Social Networks are revolutionizing how we view our world.  People are connecting, businesses are being created or transformed, and the world seems like a smaller place.  As with any transformation on a grand scale, a plethora of consultants, gurus, blogs, and how-to books have risen to meet the demand for information about the social revolution.

However, it is very rare to hear anything about the underlying forces that actually drive the social network phenomenon.

It’s a shame because the story is a great one that has implications, not only for social media, but for fields as diverse as counter-terrorism, ecology, economics, organizational theory and cancer research.  Network Theory has fundamentally changed our understanding about how the world works since its inception a decade ago.  Most of all, by understanding how networks form and grow, we can build better ones.

Fireflies and the President of the United States

Our story begins in 1996 at Cornell University in Ithaca, New York, where an adventurous rock climber and former Australian Navy Officer named, Duncan Watts, was thinking about how crickets, frogs, fireflies, and pacemaker cells all seem to be able to synchronize their behavior within large groups.

His mind must have began to wander because he suddenly remembered that his father once told him that everybody is just six relationships away from the President of the United States.
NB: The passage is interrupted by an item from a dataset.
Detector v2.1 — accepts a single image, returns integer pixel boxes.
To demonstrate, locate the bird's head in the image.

The concept had existed in literature early in the 20th century and was documented in Stanley Milgram’s famous “Small World Experiment”.
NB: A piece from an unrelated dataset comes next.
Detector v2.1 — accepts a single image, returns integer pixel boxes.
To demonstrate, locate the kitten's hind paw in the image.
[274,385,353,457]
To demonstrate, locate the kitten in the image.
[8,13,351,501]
In a flash of inspiration he went to his PhD thesis advisor, Steven Strogatz, and told him that he wanted to, yet again, change his thesis topic.  Watts had a hunch that both phenomena might be related.  Strogatz, somewhat used to giving his brilliant student leeway, consented.

The Strength of Weak Ties

As he began his research, Watts came across a highly cited paper written by Mark Granovetter called “The Strength of Weak Ties” about how people find jobs.  He found that most people don’t locate employment through their friends, but through friends of friends.
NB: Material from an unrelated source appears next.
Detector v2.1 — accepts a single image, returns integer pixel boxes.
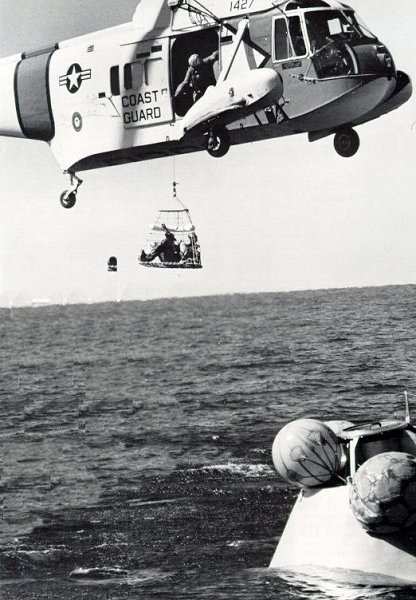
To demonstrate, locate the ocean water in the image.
[0,286,416,600]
Granovetter dubbed these relationships “weak ties” (after the attraction between water molecules that give the liquid many of its properties).  Granovetter surmised that it is through weak ties that information is largely distributed.  While we can maintain relationships with relatively few people, the people they know greatly increase our access to facts, knowledge and wisdom.

We have friends from work, school, our neighborhood, etc.  While our ties may be strong ties to us, they are weak ties to our friends from separate clusters.  For instance, the felon in our neighborhood can be connected to the law professor at our university in only two steps!

Spacemen vs. Cavemen

Watts also began thinking about his youthful love of science fiction and two Isaac Asimov novels in particular; one about spacemen and another about cavemen. The spacemen communicated remotely so that the people they knew didn’t know each other, while the cavemen lived in isolated groups and knew everybody their friends knew.  He decided to build a mathematical model that would describe both situations and every possibility in between.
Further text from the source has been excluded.